Spotty rains are not erasing the drought areas on the maps, and worried farmers say that the country may be having a big crop, but it is not happening in their backyard.
Part of the problem for us in Ohio is that we are in the drought area. The entire northeastern U.S. has some level of drought, with the worst being in western New York.
Northeast Ohio is shown on the latest USDA map with moderate drought, although the farmers in North Central Ohio do not consider it drought. Scattered thunderstorms continue to tease the area.
Over the weekend, some areas saw a couple of inches of rain, while most got little or nothing. At my house Sunday night, July 31, we had a big booming thunderstorm, which shook the house, but did not even produce a sprinkle.

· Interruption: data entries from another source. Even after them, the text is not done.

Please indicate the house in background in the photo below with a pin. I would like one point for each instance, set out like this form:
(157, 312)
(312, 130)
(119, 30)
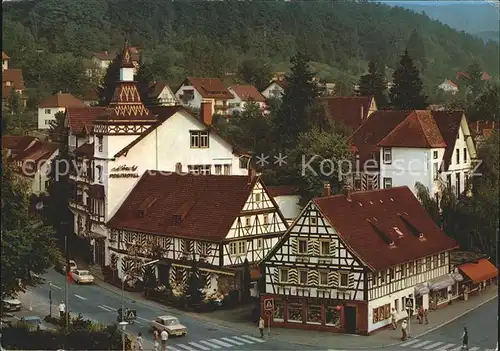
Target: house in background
(448, 86)
(348, 260)
(193, 91)
(12, 80)
(53, 104)
(164, 94)
(243, 94)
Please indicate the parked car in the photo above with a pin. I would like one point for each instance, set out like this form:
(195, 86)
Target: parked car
(82, 277)
(10, 304)
(169, 323)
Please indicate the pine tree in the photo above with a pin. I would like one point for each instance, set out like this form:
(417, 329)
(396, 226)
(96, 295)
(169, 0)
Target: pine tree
(406, 93)
(374, 84)
(299, 96)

Still, Ashtabula County, where I live, is considered the garden spot of Northeast Ohio right now. It is shown on the drought map with a slightly better “abnormally dry” rating, and the crops actually look the best I have ever seen them.

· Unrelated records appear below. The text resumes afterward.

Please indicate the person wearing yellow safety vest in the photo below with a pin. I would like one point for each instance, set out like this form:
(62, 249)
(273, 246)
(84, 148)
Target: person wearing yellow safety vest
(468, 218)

We need rain, but have gotten just enough. Meanwhile, some of the poor soils we are known for have never been too wet. Go just one county south, and you run into drier conditions, although eastern Trumbull County is better than the western part of the county.
From there, the entire grain area of this part of the state is sadly dry, and the drought stretches almost to Toledo. The prices on the Chicago Board would not lead you to believe there is any problem, however.
This is because, once you leave Ohio, Pennsylvania and Michigan, the drought map is clear. Traders on Lasalle Street in Chicago are in the middle of the best weather we have seen for years.
The crops are projected to be huge, and they are killing prices. Overnight we put in new life-of-contract lows in corn and soybeans. December corn futures were $3.73 overnight, with a small bounce $3.34 in early Tuesday trading, Aug. 2.
November soybean futures touched $9.55 overnight before a rebound, if you can call it that, to $9.58 1/2 in early Tuesday trading. Why the continuation to cheaper prices?
Our market letters are telling us that we will have normal to above average temperatures across the region the next two weeks, but the temperatures will be accompanied with the above average precipitation.
That blunts the hot temperatures and actually could create greenhouse conditions which confirm the record crops. Other market indicators point to continued slide in the already cheap prices.
The weekly crop condition ratings are still at 76 percent food and excellent, unchanged for the last four weeks. Corn exports were good, at 1.14 mmt.
Some 72 percent of the soybean crop is now considered good or excellent. That is actually up one percent from last week, and is the second best rating for this week in the past 22 years. The ugliest part of my CHS Hedging report this morning came at the bottom of the first page.
“Friendly weather will continue to drive prices lower.”
This comes after a drop of $1.15 in December corn futures, a drop of $2.28 in November bean futures and a drop of $1.40 in September wheat futures. The wheat prices come from great crops here, even though there are problems in some places in the world.
The French crop is the smallest since 1988. It is 31 percent smaller than last year due to the wettest spring and summer in 50 years.
Now you know where our rain has been falling. The best we can hope for right now in northeast Ohio is that we get some of the rains that are forecast. Cheap prices are not as big a disaster as poor crops.